Thomas Cartwright (theologian)

Thomas Cartwright (* 1535 in Hertfordshire, † December 27, 1603 in Warwick ) was an English representative of the Presbyterian Puritanism.

Life

Thomas Cartwright studied at St John 's College (Cambridge) in 1569 and became professor of theology. He denied the right of the Anglican episcopate and called for a presbyterian church constitution. During the reign of Queen Mary Tudor he had to leave Cambridge, but did not after the accession of her sister, Queen Elizabeth I, to return to his theological studies again. He remained as a lecturer at Cambridge and became a well-known critic of Episkopalsystems the Church of England. 1571 sales, the future Archbishop of Canterbury, John Whitgift, Cartwright of Cambridge. Cartwright went to Ghent and when he returned in 1572 to England, he was involved in the publication of the " Admonition to Parliament". To avoid arrest, he returned to the Continent, where he was pastor of the English exile colony of Antwerp. 1584 Cartwright returned back to England.
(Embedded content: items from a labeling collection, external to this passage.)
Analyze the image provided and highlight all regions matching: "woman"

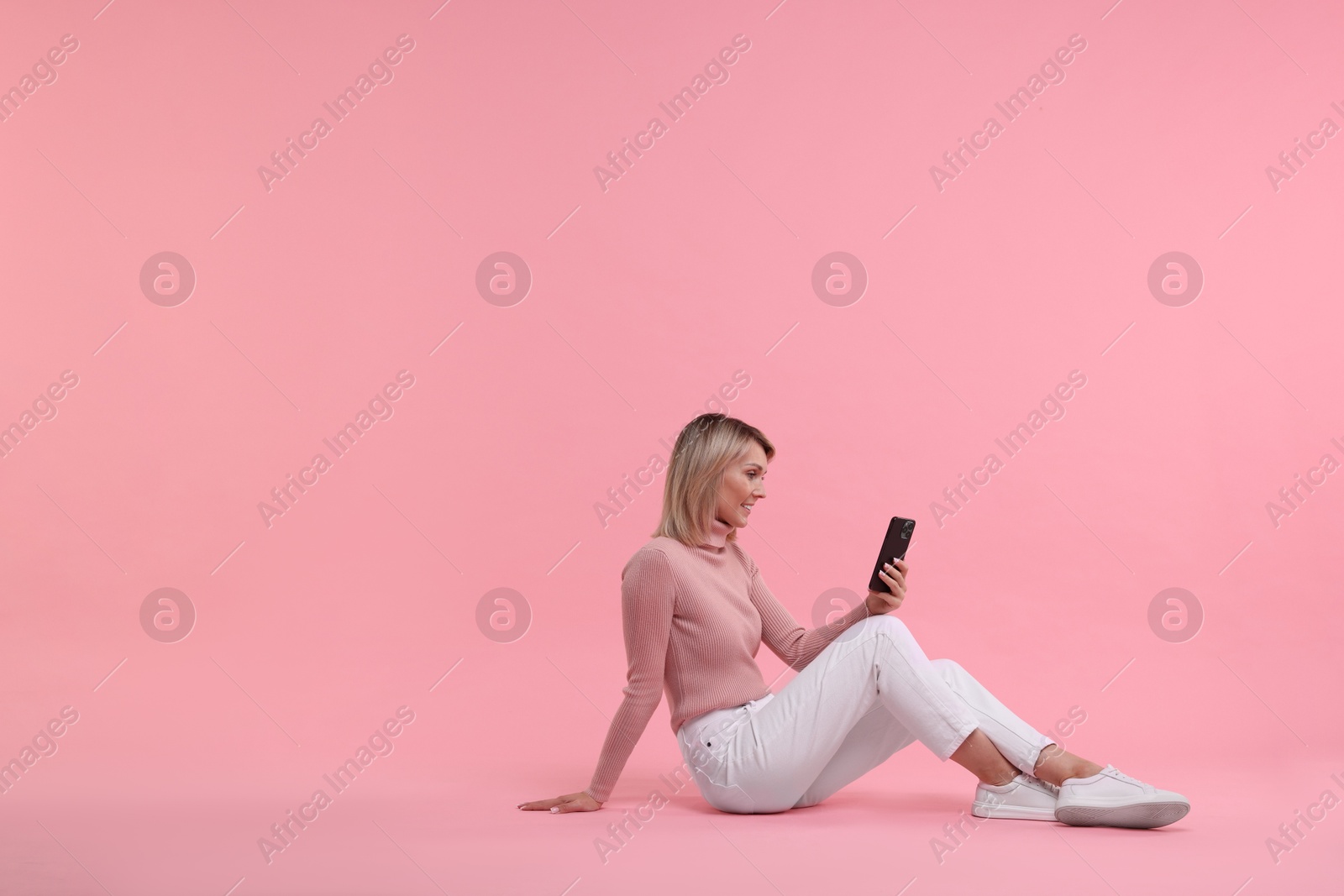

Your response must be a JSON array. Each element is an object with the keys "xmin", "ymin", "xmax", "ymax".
[{"xmin": 519, "ymin": 414, "xmax": 1189, "ymax": 827}]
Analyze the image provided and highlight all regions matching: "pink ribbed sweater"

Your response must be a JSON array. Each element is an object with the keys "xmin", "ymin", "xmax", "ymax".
[{"xmin": 587, "ymin": 520, "xmax": 869, "ymax": 802}]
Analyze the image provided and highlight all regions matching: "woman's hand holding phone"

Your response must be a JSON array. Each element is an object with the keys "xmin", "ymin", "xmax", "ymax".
[{"xmin": 864, "ymin": 560, "xmax": 910, "ymax": 616}]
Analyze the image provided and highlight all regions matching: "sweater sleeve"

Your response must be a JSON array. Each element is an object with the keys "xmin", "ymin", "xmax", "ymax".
[
  {"xmin": 743, "ymin": 552, "xmax": 871, "ymax": 670},
  {"xmin": 587, "ymin": 549, "xmax": 676, "ymax": 804}
]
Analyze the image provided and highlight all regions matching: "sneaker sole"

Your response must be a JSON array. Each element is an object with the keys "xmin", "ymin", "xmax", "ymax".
[
  {"xmin": 970, "ymin": 802, "xmax": 1055, "ymax": 820},
  {"xmin": 1055, "ymin": 802, "xmax": 1189, "ymax": 827}
]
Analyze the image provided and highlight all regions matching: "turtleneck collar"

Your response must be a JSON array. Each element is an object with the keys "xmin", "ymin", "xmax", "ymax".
[{"xmin": 701, "ymin": 517, "xmax": 734, "ymax": 548}]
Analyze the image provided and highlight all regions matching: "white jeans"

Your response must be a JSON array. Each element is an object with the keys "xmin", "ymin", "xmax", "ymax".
[{"xmin": 677, "ymin": 614, "xmax": 1053, "ymax": 813}]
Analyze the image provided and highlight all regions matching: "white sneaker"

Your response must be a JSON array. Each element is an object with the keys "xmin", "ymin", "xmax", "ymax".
[
  {"xmin": 1055, "ymin": 766, "xmax": 1189, "ymax": 827},
  {"xmin": 970, "ymin": 775, "xmax": 1059, "ymax": 820}
]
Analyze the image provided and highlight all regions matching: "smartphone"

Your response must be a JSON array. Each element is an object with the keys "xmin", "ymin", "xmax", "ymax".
[{"xmin": 869, "ymin": 516, "xmax": 916, "ymax": 594}]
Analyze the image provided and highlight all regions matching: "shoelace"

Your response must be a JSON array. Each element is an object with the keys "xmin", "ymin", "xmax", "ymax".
[
  {"xmin": 1026, "ymin": 775, "xmax": 1059, "ymax": 797},
  {"xmin": 1106, "ymin": 767, "xmax": 1154, "ymax": 793}
]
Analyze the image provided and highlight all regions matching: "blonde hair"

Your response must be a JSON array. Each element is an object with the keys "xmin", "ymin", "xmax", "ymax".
[{"xmin": 652, "ymin": 414, "xmax": 774, "ymax": 547}]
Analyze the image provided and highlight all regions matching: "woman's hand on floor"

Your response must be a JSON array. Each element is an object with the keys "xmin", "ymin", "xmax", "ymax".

Twice he was arrested, but came after the intervention of high-ranking followers always free again. In his writings, Cartwright advocated a church whose autonomous Churches should be led by freely elected pastors and elders. This plan intervened in the established structure of the state church. Cartwright but was not as far as the extreme Puritans who Barrowisten and Brownists. 1595-98 he lived in Guernsey for the governor of the island, his friend, and since 1601 in his beloved Hospital in Warwick.